My realtor explained that it was the most bizarre thing he had ever seen. He could not explain it, and said this never happens. It is common to see a dozen or more offers on a place. Yet the other realtor had called mine, and told him there were no other offers. She was completely shocked. Apparently the home owners discussed what to do and decided the only reason this could happen is because God wanted this one person to have it, so it must be a God-thing! Elated, I called my family and shared the news.
Here I have to be vulnerable again to really give you the full picture. As grand as this was, reality eventually sank in and my human nature is worrisome. I was not sure how to afford to furnish my home. (Artists are broke, okay?) Providentially, I had dishes in storage that had been passed on from my grandmother. It was not until much later that I realized that the month of her passing was exactly one year from getting phone call from my realtor! Definitely not coincidence. When I began searching for furniture, my prayers were answered yet again. Family and friends have been most generous, and I have been able to fill my space with everything that I need. I should never have worried. Once again, all I had to do was ask and wait. So simple.
But so hard.
Waiting is one of the most difficult things in life, and yet it is also constant. There is never a time in a person’s life when they are not waiting for something. In 2021, I attended Realm Makers and heard Steve Laube speak. I was so gripped by his workshop that I listened to them all at once after I returned home. One in particular hit home (pun intended). It was about the crucible of waiting. When he was a teenager, his parents took a trip to Hawaii. They woke him at o’dark to drive to a point overlooking a quiet volcano to watch a sunrise. The jungle was a symphony of chaotic noise. Bugs and birds clicked and buzzed and hummed all around them in the darkness. And then, very suddenly, as sliver of light rimmed the horizon and the animals went silent. Still. Waiting. A moment later, the sun burst over the horizon and it was as if God took splashed a paint brush across the entire landscape. The jungle was alive with color and sound again that instant. I was so glad that I watched this workshop at home in my own privacy because I bawled like a baby when he closed it with this story. (And y’all know I don’t cry that easily.)

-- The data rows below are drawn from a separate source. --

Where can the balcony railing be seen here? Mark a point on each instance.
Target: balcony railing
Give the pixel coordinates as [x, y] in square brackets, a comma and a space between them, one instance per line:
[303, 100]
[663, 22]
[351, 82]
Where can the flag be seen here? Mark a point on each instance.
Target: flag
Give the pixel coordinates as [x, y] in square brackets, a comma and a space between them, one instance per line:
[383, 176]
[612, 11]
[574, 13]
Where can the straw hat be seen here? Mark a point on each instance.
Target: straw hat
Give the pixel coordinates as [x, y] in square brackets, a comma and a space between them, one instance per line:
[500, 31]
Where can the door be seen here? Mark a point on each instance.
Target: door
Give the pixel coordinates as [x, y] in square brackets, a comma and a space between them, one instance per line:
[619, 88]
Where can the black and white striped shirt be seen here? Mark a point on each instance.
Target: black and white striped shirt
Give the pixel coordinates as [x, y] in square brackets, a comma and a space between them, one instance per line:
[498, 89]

What this story conveyed was that waiting is more than pain. It is anticipation. If you’re not comfortable with waiting now, you never will be. Even after this wait (whatever it is you’re waiting on) is over, there will be something else. The point is not the thing which we gain or lose from the wait, the point is how we carry the weight of waiting. Whether you are waiting in stillness like the jungle creatures who paused, expectant, for God to paint the sky before they renewed their song even louder, or waiting in turmoil and groans of hurt. I don’t have a secret cure to ease the heavy kind of waiting. Trust seems too big a word in those times and although comrades will repeat “God has a plan,” as if it is a band-aid, it isn’t. I can tell you that I know He sees. He sees you, He waits with you. He grieves with you.
I’ve found it particularly helpful to keep a small handful of treasured friends close, people with whom I can share and we can laugh as well as cry together. Remember, it was a friend who reminded me that God had great things left to do, and it was my family and friends who lifted me up and shared time and generosity.
I do not know if this story is the one that God meant to share, the one that shows how His glory and grace shines abundantly. I have hope that He has more in store for me. For now, I am so thankful for how He has fit every detail into place, seemlessly. I am most grateful to all who were there for me, as well. For my parents and extended family for their kind aid and gifts, and friends who lent a helpful hand to paint or clean. And for my found family across the United States, the enthusiasm you shared with me even though you could not be here was sweet.